There has been much interest in IL-10, a potent anti-inflammatory cytokine both in terms of whether its supplementation may ameliorate IR injury and whether it is upregulated by IPC/RIPC. Treatment of mice with recombinant IL-10 prior to IR injury significantly attenuated IR injury and interestingly was associated with a reduction in TNFα production in the liver [105]. IL-10 depletion has been shown to result in increased liver injury and increased production of TNFα and IL-6 (89) [95] again demonstrating an interplay between these pro-inflammatory and anti-inflammatory cytokines and suggesting that manipulating cytokine production could alter IR injury. The effect of IPC on IL-10 levels post IR injury have been conflicting. In a rodent model, of direct RIPC, although IR injury was attenuated, IL-10 levels were not upregulated [42]. In contrast, in a trial of donor IPC in human liver transplantation, recipients that received a liver that underwent IPC prior to retrieval has significantly higher serum levels of Il-10 at three hours post reperfusion [41]. This was not associated with a reduction in IR injury but was associated with a significant reduction in both moderate and severe acute rejection episodes.
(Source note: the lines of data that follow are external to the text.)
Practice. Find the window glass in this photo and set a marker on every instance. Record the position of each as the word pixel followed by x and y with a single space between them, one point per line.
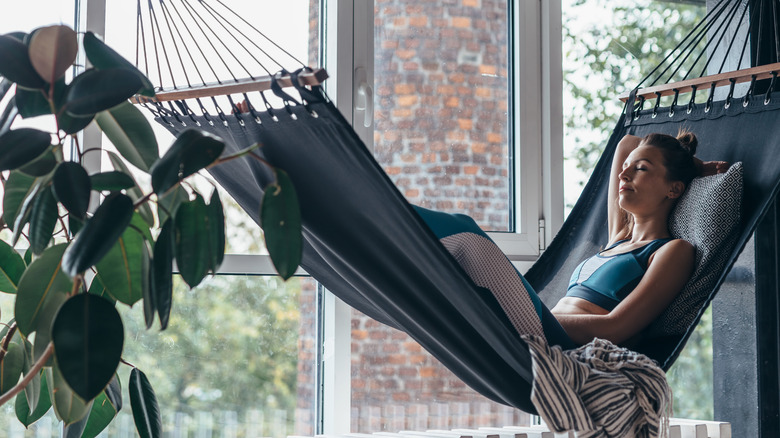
pixel 609 46
pixel 441 105
pixel 441 134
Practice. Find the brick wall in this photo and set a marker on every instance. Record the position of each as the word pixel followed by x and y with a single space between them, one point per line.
pixel 441 135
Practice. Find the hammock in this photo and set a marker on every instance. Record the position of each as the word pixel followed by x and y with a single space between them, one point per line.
pixel 365 243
Although IL-6, IL-10 and TNFα knockout mice do exist as do neutralizing antibodies, these experiment have not to our knowledge been performed and as such, although IPC has been shown to alter levels of these cytokines, it remains unknown as to whether this is necessary for the protection garnered by IPC or as a consequence of IPC reducing hepatocyte death.

19. Conclusions

IPC/RIPC are an inexpensive and easily applied mechanism depending on intrinsic survival responses for protection during IR injury. Despite being first described in 1986 [4] and 1996 [5], the mechanisms by which they provide protection remain unclear and this has hampered their clinical translation. The release of adenosine from the ischaemic tissue during the preconditioning stimulus would appear to be the earliest and potentially the initial mechanism for signalling protection. Work from Peralta and colleagues [16] demonstrates that the optimal length of the preconditioning stimulus requires a delicate balance between being long enough to release sufficient quantities of adenosine but not too long that it simultaneously releases toxic metabolites. No studies have been done to date in humans to investigate the optimal time required for the preconditioning stimulus however studies measuring adenosine release in the organ undergoing the preconditioning stimulus may shed light on this. Following adenosine release and stimulation of the various adenosine receptors, there is evidence of decreased apoptosis and enhanced autophagy reducing release of DAMPS. Intracellular signalling via protein kinases and NF-κB leads to upregulation of pro survival pathways including HO-1. ENOS is upregulated along with l-arginine levels and the resulting NO produced has been shown to improve hepatic microcirculation and reduce the reperfusion injury. It is difficult to identify the predominant method of protection in these small animal studies as each study has only investigated one pathway and blockade/genetic knockdown of that pathway has abrogated the protective effect of IPC/RIPC. In humans, the picture is more complicated by the interplay of all of the pathways and the effect of chronic disease on these pathways. The next key step is to measure how long the IPC/RIPC stimulus requires to be applied in humans to release adequate adenosine/l-arginine as this may allow IPC/RIPC to be more successfully translated to clinical practice.